First, consider literacy. According to Sanders, “When Fidel Castro came into office, you know what he did? He had a massive literacy program. Is that a bad thing?” Sanders is surely old enough to know that all communist dictatorships throughout history have ensured that their people were literate—in part so that the people might take in the disinformation printed by government propaganda ministries.
Furthermore, a look at the data reveals that all of the progress regarding literacy that happened under communism in Cuba would almost certainly have happened under a different political and economic system. While trustworthy data, defogged of Cuban propaganda, are difficult to come by, the U.S. Department of State tried to do just that by comparing improvements in human well‐being in Cuba between the 1950s (the last decade of the hated Batista regime) and 2000.
Accordingly, Cuba’s literacy rate rose by 26 percent between 1950/53 and 2000. But literacy rose even more, by 37 percent, in Paraguay. Food consumption in Cuba actually declined by 12 percent between 1954/57 and 1995/97. It rose by 19 percent in Chile and by 28 percent in Mexico over the same time period. Between 1954/57 and 1995/97, the rate of change in car ownership per 1,000 people in Cuba declined at an annual rate of 0.1 percent. It increased at an annual rate of 16 percent in Brazil, 25 percent in Ecuador and 26 percent in Colombia.
Next, consider healthcare. Sanders has repeatedly extolled Cuba’s healthcare system, opining that in Cuba the communist revolutionary and dictator Fidel Castro “gave them [the Cuban people] health care, totally transformed the society, you know?” Yet a recent study has found that Cuba’s seemingly impressive health performance is partly due to data manipulation and coercion.
Life expectancy is the best proxy measure of health. According to Cuba’s official data, it rose by 25 percent between 1960 and 2017. Yet life expectancy increased even faster in comparable countries: in Mexico it improved by 35 percent, in the Dominican Republic by 43 percent, and in impoverished Haiti by 51 percent.
The data make clear that Cuba’s education and healthcare system are unremarkable. Cuban‐Americans and others familiar with Castro’s record are rightly appalled by Sanders’ apparent affection for socialism on the island.
Castro committed numerous crimes against humanity. He enslaved thousands of Cubans in forced labor camps for being attracted to members of the same sex, harboring “counter‐revolutionary” thoughts, practicing minority religions or even simply for looking unkempt (like a “hippie”).

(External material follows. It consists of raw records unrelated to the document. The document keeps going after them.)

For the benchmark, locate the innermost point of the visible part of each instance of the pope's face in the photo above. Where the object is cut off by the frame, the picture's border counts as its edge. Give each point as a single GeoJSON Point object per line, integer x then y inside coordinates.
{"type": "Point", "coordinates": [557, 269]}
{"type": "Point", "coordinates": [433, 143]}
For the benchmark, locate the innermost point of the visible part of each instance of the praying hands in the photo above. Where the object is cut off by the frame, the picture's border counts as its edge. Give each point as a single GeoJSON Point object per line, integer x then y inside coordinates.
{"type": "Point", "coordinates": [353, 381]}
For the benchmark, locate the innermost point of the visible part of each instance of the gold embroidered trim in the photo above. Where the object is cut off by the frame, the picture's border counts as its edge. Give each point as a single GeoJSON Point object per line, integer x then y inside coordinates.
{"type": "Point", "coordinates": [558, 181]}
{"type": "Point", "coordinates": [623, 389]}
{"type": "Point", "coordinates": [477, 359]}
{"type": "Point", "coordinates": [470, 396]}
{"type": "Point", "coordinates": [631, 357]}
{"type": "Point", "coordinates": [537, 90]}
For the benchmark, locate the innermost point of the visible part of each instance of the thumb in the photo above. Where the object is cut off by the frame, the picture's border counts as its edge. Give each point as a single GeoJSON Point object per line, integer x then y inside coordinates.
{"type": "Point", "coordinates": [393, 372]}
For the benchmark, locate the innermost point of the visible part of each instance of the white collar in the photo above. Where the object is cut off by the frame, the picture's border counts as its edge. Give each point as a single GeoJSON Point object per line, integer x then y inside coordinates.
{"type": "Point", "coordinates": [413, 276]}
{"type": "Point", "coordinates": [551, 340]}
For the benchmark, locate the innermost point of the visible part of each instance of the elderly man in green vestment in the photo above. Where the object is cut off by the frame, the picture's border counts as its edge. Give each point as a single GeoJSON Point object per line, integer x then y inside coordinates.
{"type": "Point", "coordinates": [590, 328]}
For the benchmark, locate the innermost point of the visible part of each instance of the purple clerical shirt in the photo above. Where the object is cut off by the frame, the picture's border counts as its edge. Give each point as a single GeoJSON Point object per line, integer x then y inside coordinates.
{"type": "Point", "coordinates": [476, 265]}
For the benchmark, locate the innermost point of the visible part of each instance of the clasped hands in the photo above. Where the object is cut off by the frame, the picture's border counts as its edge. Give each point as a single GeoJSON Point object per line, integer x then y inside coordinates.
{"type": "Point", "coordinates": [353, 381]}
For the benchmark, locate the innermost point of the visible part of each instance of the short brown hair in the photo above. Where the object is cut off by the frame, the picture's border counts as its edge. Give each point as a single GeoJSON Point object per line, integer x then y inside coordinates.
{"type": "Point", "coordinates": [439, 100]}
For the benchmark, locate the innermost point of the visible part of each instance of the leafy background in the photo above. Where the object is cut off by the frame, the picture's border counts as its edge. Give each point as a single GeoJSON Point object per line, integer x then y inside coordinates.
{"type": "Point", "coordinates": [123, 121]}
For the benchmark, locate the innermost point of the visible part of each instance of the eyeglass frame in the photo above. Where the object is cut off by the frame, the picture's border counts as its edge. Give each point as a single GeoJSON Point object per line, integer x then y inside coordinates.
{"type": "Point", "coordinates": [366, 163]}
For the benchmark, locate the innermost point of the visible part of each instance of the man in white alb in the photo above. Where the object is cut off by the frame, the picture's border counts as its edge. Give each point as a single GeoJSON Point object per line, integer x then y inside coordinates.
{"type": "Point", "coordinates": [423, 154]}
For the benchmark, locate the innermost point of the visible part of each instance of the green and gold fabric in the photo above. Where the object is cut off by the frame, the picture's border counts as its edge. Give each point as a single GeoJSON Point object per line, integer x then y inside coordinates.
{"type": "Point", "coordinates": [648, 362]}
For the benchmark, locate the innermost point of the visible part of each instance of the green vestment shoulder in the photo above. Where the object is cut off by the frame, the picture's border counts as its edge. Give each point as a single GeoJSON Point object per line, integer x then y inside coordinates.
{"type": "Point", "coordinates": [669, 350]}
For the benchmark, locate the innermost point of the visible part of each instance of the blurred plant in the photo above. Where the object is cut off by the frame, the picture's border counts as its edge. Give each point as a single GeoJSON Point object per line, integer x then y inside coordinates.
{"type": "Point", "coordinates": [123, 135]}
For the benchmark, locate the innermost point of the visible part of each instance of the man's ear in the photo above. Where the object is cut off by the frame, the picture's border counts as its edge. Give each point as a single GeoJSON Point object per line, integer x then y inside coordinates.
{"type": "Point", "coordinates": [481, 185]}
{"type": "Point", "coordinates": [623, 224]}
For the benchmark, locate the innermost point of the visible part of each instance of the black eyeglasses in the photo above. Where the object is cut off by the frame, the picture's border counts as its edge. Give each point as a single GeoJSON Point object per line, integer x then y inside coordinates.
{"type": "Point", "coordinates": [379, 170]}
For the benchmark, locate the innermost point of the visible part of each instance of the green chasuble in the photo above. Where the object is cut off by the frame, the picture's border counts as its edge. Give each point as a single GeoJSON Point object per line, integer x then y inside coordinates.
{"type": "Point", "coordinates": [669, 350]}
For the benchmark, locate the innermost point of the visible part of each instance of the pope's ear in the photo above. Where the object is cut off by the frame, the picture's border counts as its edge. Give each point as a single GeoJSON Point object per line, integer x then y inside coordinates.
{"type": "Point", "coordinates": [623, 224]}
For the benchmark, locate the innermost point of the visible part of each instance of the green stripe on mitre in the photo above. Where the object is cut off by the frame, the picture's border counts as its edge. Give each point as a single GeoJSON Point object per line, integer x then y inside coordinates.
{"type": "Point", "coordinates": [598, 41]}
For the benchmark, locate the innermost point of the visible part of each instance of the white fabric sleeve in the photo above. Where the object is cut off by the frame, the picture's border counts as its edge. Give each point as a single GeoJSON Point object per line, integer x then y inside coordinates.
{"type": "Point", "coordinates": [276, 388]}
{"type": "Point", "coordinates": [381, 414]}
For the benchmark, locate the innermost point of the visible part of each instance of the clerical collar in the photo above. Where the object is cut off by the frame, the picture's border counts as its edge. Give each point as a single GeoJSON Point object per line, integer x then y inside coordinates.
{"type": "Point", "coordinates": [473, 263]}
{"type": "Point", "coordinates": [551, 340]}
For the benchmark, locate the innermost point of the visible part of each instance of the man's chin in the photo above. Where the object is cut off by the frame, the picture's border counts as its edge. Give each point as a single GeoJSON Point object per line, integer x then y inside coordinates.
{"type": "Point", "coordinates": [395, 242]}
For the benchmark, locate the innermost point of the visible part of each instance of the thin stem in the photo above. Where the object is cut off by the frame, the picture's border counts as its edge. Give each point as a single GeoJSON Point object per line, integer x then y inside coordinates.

The slave labor of those Castro called “social deviants” provided an important source of income for the young communist regime, and any accomplishments of the regime must be viewed with that system of forced labor in mind.
“We’re very opposed to the authoritarian nature of Cuba but you know, it’s unfair to simply say everything is bad,” Senator Sanders told CNN’s Anderson Cooper during the interview. We cannot help but wonder if the senator would offer a similarly nuanced portrayal of a right‐wing dictator.
The 60 Minutes interview is only the most recent episode in Sanders’ lengthy history of acting as an apologist for socialism. From his infamous honeymoon in the Soviet Union that led him to extoll what he called “the strengths” of the communist system, to his 1980s praise for Castro’s Cuba and the Sandinista dictatorship in Nicaragua, Sanders has often had sympathetic words for left‐wing dictatorships.
As recently as February 2019, Sanders even refused to describe Venezuela’s Nicolás Maduro as a “dictator” (in the September Democratic debate, when pressed, Sanders finally admitted Maduro was a “tyrant”).
Sanders, at age 78, should know better than to exalt the alleged accomplishments of communist dictatorships. Hopefully Americans will take a look at the data instead of taking Sanders’ claims about Cuba’s education and healthcare systems at face value.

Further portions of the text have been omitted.